I have to echo orthonormal: information, if processed without bias [availability bias, for example], should improve our decisions, and getting information is not always easy. I don’t see how this raises any questions about the rational process, or as you say, principled fashion.
“But by what principled fashion should you choose not to eat the fugu?”
This seems like a situation where the simplest expected value calculation would give you the ‘right’ answer. In this case, the expected value of eating oysters is 1, the expected value of eating the fugu is the expected value of eating an unknown dish, which you’d probably base on your prior experiences with unknown dishes offered for sale in restaurants of that type. [I assume you’d expect lower utility in some places than others.] In this case, that would kill you, but that is not a failure of rationality.
In a situation without the constraints of the example, research on fugu would obviously provide you with the info you need. A web-enabled phone and google would provide you with everything you need to know to make the right call.
Humans actually solve this type of problem all the time, though the scales are perhaps less. A driver on a road trip may settle for low-quality food [a fast food chain, representing the oysters] for the higher certainty of his expected value [convenience, uniform quality]. It’s simply the best use of available information.
Sorry I wasn’t clear, the expected value of oysters is not 1, that is the value you discover after eating. It is unknown, you haven’t had it before either. You have had other shell fish which have been dodgy.
Whether getting killed by fugu is a failure of rationality or not, it is a failure. It is not hitting a small target in the optimization space.
If you want modern examples of these sorts of problems not solvable by web phone, it is things like should we switch on the LHC, or create AI.

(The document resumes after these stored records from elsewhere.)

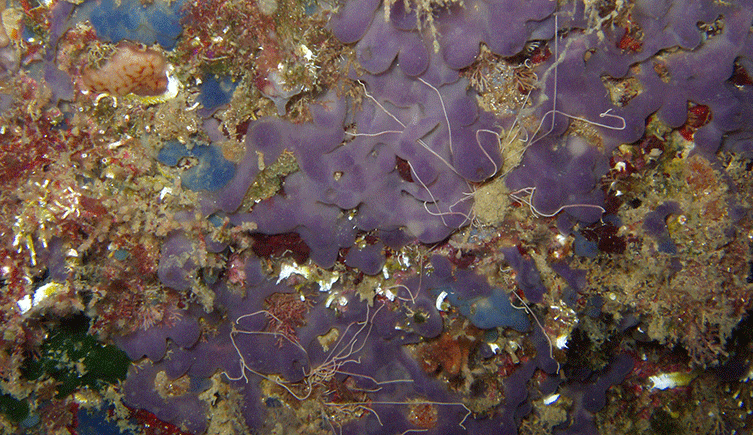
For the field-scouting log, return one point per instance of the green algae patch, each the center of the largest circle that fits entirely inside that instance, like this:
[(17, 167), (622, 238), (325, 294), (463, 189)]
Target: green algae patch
[(76, 359)]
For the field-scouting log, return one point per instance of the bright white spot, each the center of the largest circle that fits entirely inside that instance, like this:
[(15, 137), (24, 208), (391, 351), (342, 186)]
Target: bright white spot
[(561, 342), (173, 85), (164, 192), (551, 399), (664, 381), (440, 299), (325, 285), (24, 304), (44, 292)]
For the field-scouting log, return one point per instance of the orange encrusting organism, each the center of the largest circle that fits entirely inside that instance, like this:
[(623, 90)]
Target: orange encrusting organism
[(132, 69)]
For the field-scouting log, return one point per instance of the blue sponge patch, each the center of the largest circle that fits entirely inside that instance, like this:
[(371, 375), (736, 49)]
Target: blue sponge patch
[(157, 22), (207, 170)]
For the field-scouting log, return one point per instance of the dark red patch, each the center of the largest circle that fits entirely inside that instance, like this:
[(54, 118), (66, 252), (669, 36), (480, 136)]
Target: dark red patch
[(280, 245)]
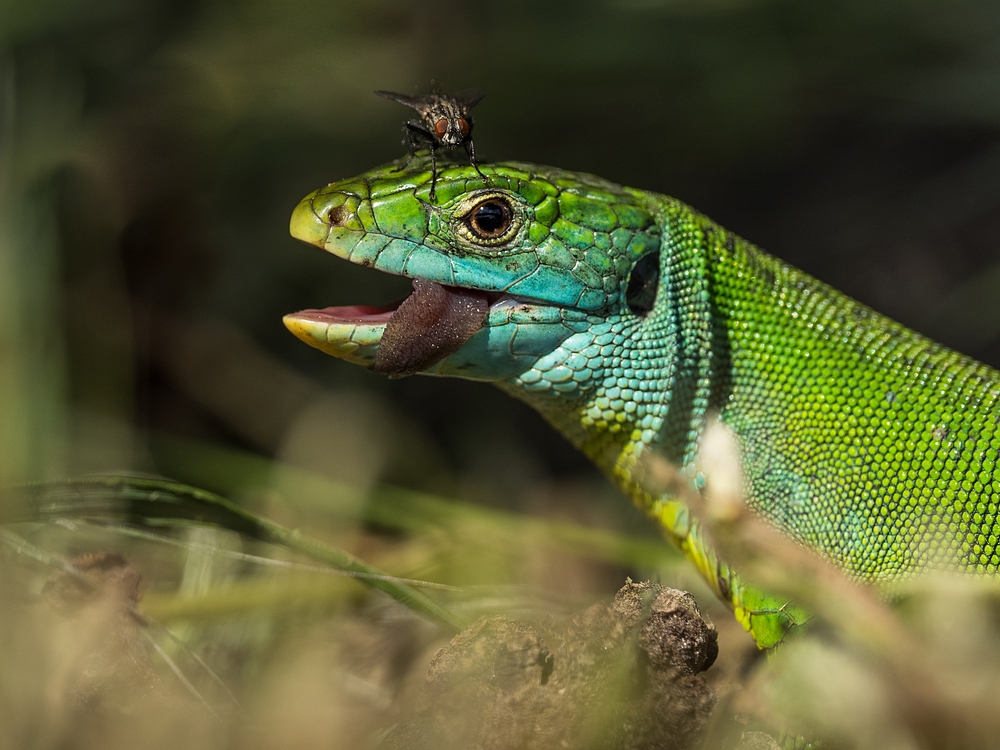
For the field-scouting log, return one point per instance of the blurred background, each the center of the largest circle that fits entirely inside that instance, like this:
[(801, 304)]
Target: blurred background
[(151, 153)]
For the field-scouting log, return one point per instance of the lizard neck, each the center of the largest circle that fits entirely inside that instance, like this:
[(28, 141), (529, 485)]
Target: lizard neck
[(632, 387)]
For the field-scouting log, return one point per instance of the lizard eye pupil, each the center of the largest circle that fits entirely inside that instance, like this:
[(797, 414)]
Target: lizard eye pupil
[(491, 219), (642, 282)]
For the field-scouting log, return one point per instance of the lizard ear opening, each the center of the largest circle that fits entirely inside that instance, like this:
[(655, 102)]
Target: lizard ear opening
[(642, 283)]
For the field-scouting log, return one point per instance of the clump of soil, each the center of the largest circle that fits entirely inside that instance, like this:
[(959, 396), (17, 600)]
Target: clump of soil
[(624, 676)]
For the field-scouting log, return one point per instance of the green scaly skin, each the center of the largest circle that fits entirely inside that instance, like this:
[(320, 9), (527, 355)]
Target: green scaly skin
[(858, 437)]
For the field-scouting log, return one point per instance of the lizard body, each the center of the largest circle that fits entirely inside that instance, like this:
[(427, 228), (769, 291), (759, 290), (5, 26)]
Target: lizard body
[(628, 320)]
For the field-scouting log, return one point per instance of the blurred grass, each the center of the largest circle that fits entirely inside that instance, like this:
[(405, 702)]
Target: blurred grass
[(150, 153)]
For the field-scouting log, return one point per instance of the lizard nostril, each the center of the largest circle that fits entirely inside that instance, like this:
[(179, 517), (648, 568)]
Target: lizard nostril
[(338, 215)]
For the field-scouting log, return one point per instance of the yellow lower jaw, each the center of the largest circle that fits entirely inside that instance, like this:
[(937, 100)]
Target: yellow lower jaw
[(355, 343)]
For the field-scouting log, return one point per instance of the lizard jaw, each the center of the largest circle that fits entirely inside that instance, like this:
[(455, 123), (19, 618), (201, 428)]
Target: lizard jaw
[(354, 332)]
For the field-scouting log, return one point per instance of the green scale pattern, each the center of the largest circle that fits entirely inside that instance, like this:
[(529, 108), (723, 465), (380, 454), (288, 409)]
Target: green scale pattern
[(858, 437)]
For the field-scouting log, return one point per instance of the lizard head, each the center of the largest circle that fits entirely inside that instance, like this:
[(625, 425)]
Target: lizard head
[(506, 273)]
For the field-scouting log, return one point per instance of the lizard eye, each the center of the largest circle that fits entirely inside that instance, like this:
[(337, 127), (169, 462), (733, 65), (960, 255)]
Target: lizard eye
[(642, 282), (491, 220)]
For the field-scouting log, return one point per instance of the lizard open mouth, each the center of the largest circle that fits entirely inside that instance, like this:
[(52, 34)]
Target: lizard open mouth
[(431, 323)]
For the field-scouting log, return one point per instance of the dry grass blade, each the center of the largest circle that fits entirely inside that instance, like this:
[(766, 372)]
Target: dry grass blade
[(158, 502)]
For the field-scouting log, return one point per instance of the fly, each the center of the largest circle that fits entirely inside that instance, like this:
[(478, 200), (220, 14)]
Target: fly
[(444, 121)]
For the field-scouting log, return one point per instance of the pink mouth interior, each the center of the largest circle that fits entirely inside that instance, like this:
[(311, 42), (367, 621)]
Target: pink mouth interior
[(350, 314)]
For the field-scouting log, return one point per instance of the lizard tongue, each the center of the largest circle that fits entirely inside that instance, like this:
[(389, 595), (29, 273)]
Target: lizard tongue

Whpearson----I think I do see some powerful points in your post that aren’t getting fully appreciated by the comments so far. It looks to me like you’re constructing a situation in which rationality won’t help. I think such situations necessarily exist in the realm of platonic possibility. In other words, it appears you provably cannot always win across all possible math structures; that is, I think your observation can be considered one instance of a no free lunch theorem.
My advice to you is that No Free Lunch is a fact and thus you must deal with it. You can’t win in all worlds, but maybe you can win in the world you’re in (assuming it’s not specially designed to thwart your efforts; in which case, you’re screwed). So just because rationality has limits, does not mean you shouldn’t still try to be rational. (Though also note I haven’t proven that one should be rational by any of the above).
Eli addressed this dilemma you’re mentioning in passing the recursive buck and elsewhere on overcoming bias)
My point is slightly different from NFL theorems. They say if you exhaustively search a problem then there are problems for the way you search that mean you will find the optimum last.
I’m trying to say there are problems where exhaustive search is something you don’t want to do. E.g. seeing what happens when you stick a knife into your heart or jumping into a bonfire. These problems also exist in real life, where as the NFL problems are harder to make the case that they exist in real life for any specific agent.
Wh- I definitely agree the point you’re making about knives etc., though I think one intepretation of the nfl as applying not to just to search but also to optimization makes your observation an instance of one type of nfl. Admittedly, there are some fine print assumptions that I think go under the term “almost no free lunch” when discussed.